Del Manquepierda a…, de Manuel Fernández de Córdoba.

Curiosa la circunstancia que se produjo en noviembre de 1996 cuando Lorenzo Serra Ferrer arbitraba un partidillo de entrenamiento en el ensayo del Villamarín y no señaló un posible penalti de Merino a Finidi, lo que desató las protestas de los aficionados que lo presenciaban.
Ante semejante actitud del público Lorenzo Serra decidió suspender el entrenamiento, mostrando su enfado por la actitud de los aficionados presentes, a los que su segundo, Rogelio Sosa, se dirigió para pedirles calma. El ambiente esas semanas estaba crispado, acusando algunos al preparador balear de conservador y conformista.
En su columna habitual de ABC el periodista Manuel Fernández de Córdoba reflexionaba sobre esta circunstancia.
A un Betis metido, por parte de su gente—la nueva, no la añeja de los muchos sufrimientos—en un aburguesamiento que quiere huir del manquepierda como blasón, que está haciendo de la exigencia moneda de curso legal y que, olvidando o desconociendo su propia historia, se mete en vericuetos de grandeza, algo que confunden su nueva gente con el ser verdaderamente grande, que el Betis lo es por su propia leyenda, lo mismo estando en Murcia que en Rusia.
Está viviendo el beticismo—insisto el de novísimo cuño; ni siquiera me refiero a aquel, veinte años ya, de la Copa del Rey—un estado permanente de euforia, y al menos traspiés, a la mínima vacilación, al más insignificante revés, se levanta en protesta contra, por ejemplo, el entrenador, tacha de conformistas a sus jugadores y no deja que el árbol de los recientes éxitos, y de algunos fichajes, no le deje ver el bosque de su verdadera dimensión confundiendo los deseos con la realidad.
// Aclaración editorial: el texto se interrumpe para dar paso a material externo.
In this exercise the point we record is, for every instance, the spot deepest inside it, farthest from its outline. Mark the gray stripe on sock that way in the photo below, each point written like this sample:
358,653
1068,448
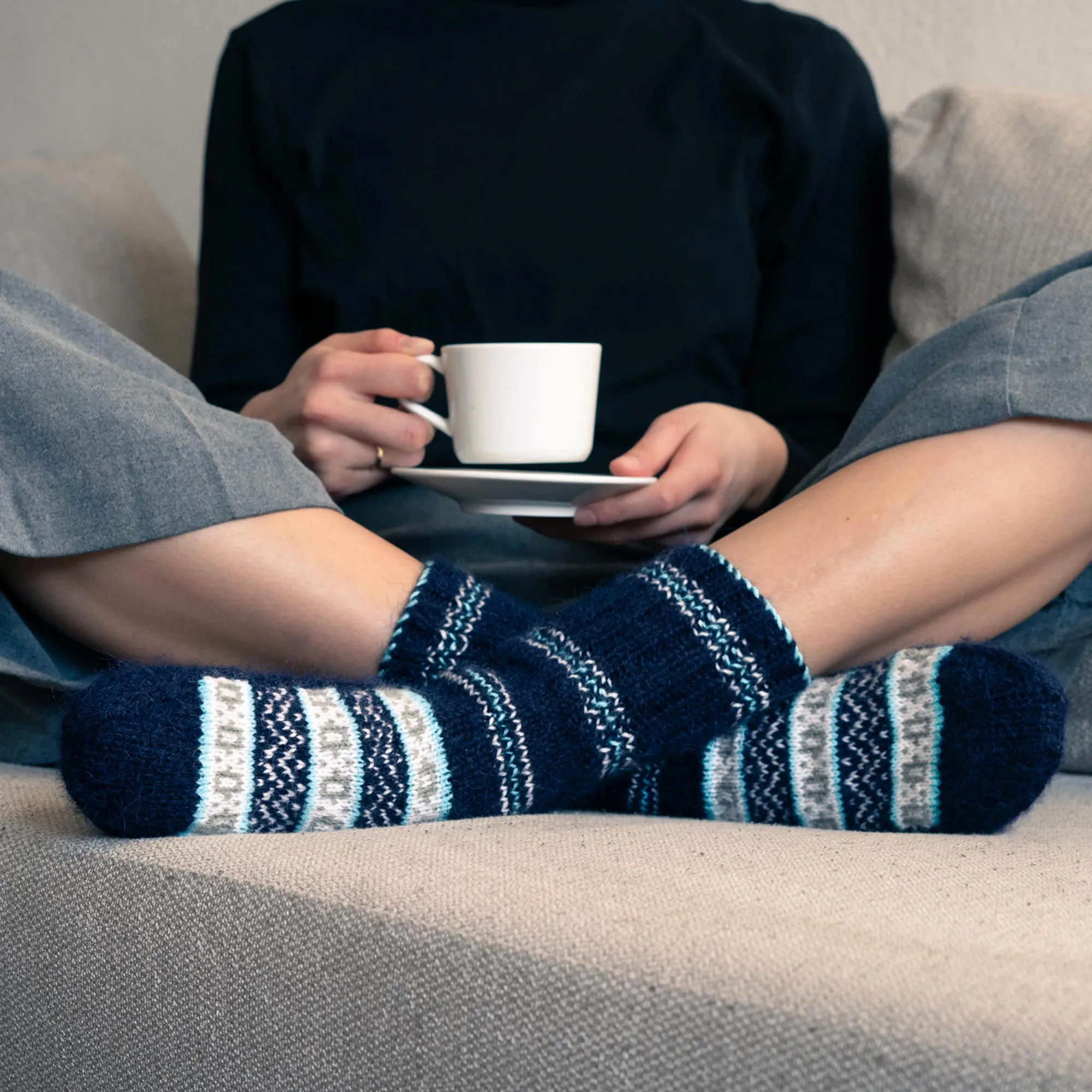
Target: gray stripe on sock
336,775
723,785
228,750
917,718
812,735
Que uno de los entrenadores más importantes que ha tenido el club en mucho tiempo, Lorenzo Serra Ferrer, tenga que finiquitar un entrenamiento porque parte de la grada le llega a pitar por no señalar un penalti al ejercer de eventual árbitro, es delirante. Que de una afición que siempre hizo del senequismo su bandera, se está pasando a un triunfalismo que cualquier logro le parece poco, va el abismo que separa la cordura de la locura, de la realidad a la pretenciosidad y de la militancia fiel a un sentimiento al vocerío de masa de quienes, al calor de los éxitos, se arrimaron al perol de los buenos tiempos. He escrito ya alguna vez aquella definición del Betis que me hiciera un bético de la cabeza a los pies, de corazón y sentimiento, José María Cabeza Méndez, cuando me decía que él iba, y sigue yendo, al Villamarín como el que va a casa de un amigo de visita: si lo encuentra alegre, en triunfador, se alegra; y si lo halla triste, o en horas bajas, comparte su tristeza y su agobio; pero sin reproches, sin exigirle nada a cambio porque eso le demanda su amistad compartida y cimentada en el profundo conocimiento de su idiosincrasia.
De un Betis capaz de crecerse ante la adversidad, a un Betis mirándose en el espejo ilusorio de las buenas rachas, olvidando, por falta de conocimiento o con miope premeditación, aquellas otras vacas flacas que había, incluso, que rifarlas para subsistir. Malo es que los éxitos, como el vino mal digerido, se suba a la cabeza y peor es todavía no aquilatar en su justa medida lo que se tiene en la infelicidad constante de desear lo que no se tiene. Que la cercanía de los cielos futboleros, en lugar de disfrutarlos aún más al compararlos con los infiernos sufridos, nuble los sentidos hasta las mismas lindes de lo grotesco.